$L$-function for $\mathrm{Sp}(4)\times\mathrm{GL}(2)$ via a non-unique model
Pan Yan
TL;DR
The paper proves Ginzburg–Soudry’s conjecture by constructing a global integral for $L^S(s, \pi\times\tau)$ on $\mathrm{Sp}_4\times\mathrm{GL}_2$ via Cai–Friedberg–Ginzburg–Kaplan’s generalized doubling method, which unfolds to a non-unique local model and is analyzed with the New Way method.

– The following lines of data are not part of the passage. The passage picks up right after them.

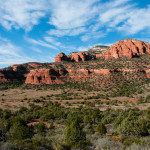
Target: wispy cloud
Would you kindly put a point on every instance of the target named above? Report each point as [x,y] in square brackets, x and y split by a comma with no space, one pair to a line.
[21,13]
[11,54]
[41,43]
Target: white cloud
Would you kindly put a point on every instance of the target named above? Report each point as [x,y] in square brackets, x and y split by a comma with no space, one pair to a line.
[92,35]
[67,32]
[138,20]
[21,13]
[41,43]
[52,40]
[11,54]
[68,14]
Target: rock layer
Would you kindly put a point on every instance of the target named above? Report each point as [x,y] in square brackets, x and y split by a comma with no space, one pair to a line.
[75,57]
[129,48]
[47,76]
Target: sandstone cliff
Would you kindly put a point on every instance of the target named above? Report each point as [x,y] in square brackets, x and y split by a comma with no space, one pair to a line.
[75,57]
[129,48]
[47,76]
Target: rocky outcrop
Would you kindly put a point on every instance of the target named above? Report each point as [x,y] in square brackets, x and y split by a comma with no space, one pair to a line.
[102,71]
[61,57]
[129,48]
[47,76]
[75,57]
[3,78]
[80,56]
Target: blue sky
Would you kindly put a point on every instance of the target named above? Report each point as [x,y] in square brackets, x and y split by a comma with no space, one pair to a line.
[37,30]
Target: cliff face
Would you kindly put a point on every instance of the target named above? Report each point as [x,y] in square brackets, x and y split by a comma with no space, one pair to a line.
[47,76]
[61,57]
[75,57]
[59,73]
[129,48]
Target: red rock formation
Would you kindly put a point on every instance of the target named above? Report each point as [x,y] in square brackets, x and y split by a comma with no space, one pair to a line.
[47,76]
[3,77]
[129,48]
[80,56]
[72,72]
[102,71]
[60,57]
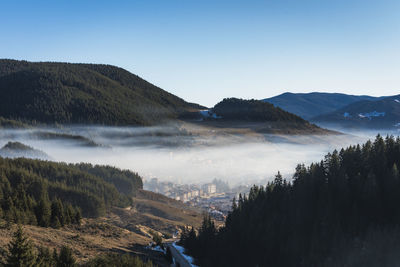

It first establishes an unramified local identity, then extends to ramified and archimedean places, and finally assembles a global Eulerian identity: $\mathcal{Z}(\varphi, \theta_{\psi}^{\Phi}, E^{*,S}(\cdot, f)) = L^S(s+\tfrac{1}{2}, \pi\times\tau) \cdot \mathcal{Z}_S(\varphi, \Phi, f_{\mathcal{W}(\tau\otimes\chi_T,2,\psi_{2T}),s}^*)$. The authors derive pole–period correspondences and prove holomorphy of $L^S(s, \pi\times\tau)$ for certain self-dual $\tau$ when $L(\tfrac{1}{2}, \tau\otimes\chi_T)=0$, thereby contributing to the understanding of tensor product $L$-functions via non-unique models and theta/Eisenstein machinery. The work advances integral representations for $G\times\mathrm{GL}_k$ with $k>1$ and connects analytic properties of $L$-functions to explicit automorphic periods and residues.
Abstract
In this paper we prove a conjecture of Ginzburg and Soudry on an integral representation for the $L$-function $L^S(s, π\times τ)$ attached to a pair $(π, τ)$ of irreducible automorphic cuspidal representations of $\mathrm{Sp}_4({\mathbb A})$ and $\mathrm{GL}_2({\mathbb A})$, which is derived from the generalized doubling method of Cai, Friedberg, Ginzburg and Kaplan. We show that the integral unfolds to a non-unique model and analyze it using the New Way method of Piatetski-Shapiro and Rallis. Two applications are given. First, we relate the existence of the poles of $L^S(s,π\timesτ)$ to the non-vanishing of certain period integrals. Second, for certain family of cuspidal representations, we prove that $L^S(s, π\times τ)$ is holomorphic.